As hard as it might be to believe, I have just enough faith to trust that God would not allow anything that could not be used somehow for an eternal good. That’s a huge leap for some people, I know. But either God has no clue what He’s doing (then He’s not God), or God knows exactly what He’s doing. There’s no middle ground.
If God knows what He’s doing, then He has to consider every single frigging alternative and human twitch and halfway decision that every single person has ever made, ever. And we can get hung up on those temporal actions and semantic descriptions of “God hated Esau,” but that does not infringe on God ultimately being total love. We see things as they are; God sees them as they will be, in totality.

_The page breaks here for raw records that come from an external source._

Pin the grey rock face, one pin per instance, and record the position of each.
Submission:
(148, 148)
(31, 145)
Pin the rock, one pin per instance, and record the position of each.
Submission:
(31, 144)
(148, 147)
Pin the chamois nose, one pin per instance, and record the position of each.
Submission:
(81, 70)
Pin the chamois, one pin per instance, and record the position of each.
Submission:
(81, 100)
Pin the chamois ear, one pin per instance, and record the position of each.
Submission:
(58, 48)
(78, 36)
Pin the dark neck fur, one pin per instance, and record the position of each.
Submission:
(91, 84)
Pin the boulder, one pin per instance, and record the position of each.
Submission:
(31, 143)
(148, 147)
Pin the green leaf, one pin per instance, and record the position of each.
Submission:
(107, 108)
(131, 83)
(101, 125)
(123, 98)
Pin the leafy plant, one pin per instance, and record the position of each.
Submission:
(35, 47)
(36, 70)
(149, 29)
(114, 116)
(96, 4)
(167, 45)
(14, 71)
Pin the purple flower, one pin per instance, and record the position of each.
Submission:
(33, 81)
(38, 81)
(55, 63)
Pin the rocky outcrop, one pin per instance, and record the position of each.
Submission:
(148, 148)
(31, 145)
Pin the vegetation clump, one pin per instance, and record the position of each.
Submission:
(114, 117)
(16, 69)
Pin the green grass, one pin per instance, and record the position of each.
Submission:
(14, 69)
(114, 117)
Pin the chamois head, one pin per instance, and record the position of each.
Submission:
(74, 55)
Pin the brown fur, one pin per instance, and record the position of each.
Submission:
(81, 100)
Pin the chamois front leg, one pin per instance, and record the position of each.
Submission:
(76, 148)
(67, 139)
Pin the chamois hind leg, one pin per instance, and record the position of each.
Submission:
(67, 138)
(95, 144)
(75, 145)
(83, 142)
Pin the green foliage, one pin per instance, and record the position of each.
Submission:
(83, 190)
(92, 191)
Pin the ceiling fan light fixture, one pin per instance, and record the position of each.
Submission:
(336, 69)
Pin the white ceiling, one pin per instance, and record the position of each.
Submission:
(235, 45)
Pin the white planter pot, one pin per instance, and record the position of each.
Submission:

What I’m really hearing though is that theologians and non-Christians falsely use these particulars to convey the angry God they want to for their own agenda, or just to avoid the beckoning call of God on their lives. Accepting the work of Jesus on the cross actually requires us to respond somehow, and most people are way too comfortable to encounter an All-Loving God who has a totally different, life-shattering plan for them.
The life of Jesus himself is already proof that God undoubtedly loves us, and in that context we can interpret everything else that happens in the Bible. There are wicked men, and we need a Savior. We are in need of discipline, and Jesus comes to both love and lead. We experience hard times, but Jesus is with us the whole time. We begin and end every theological conversation with Jesus. His cross — that supernatural act of saving the world through his heroic sacrifice — casts its shadow over all of humanity.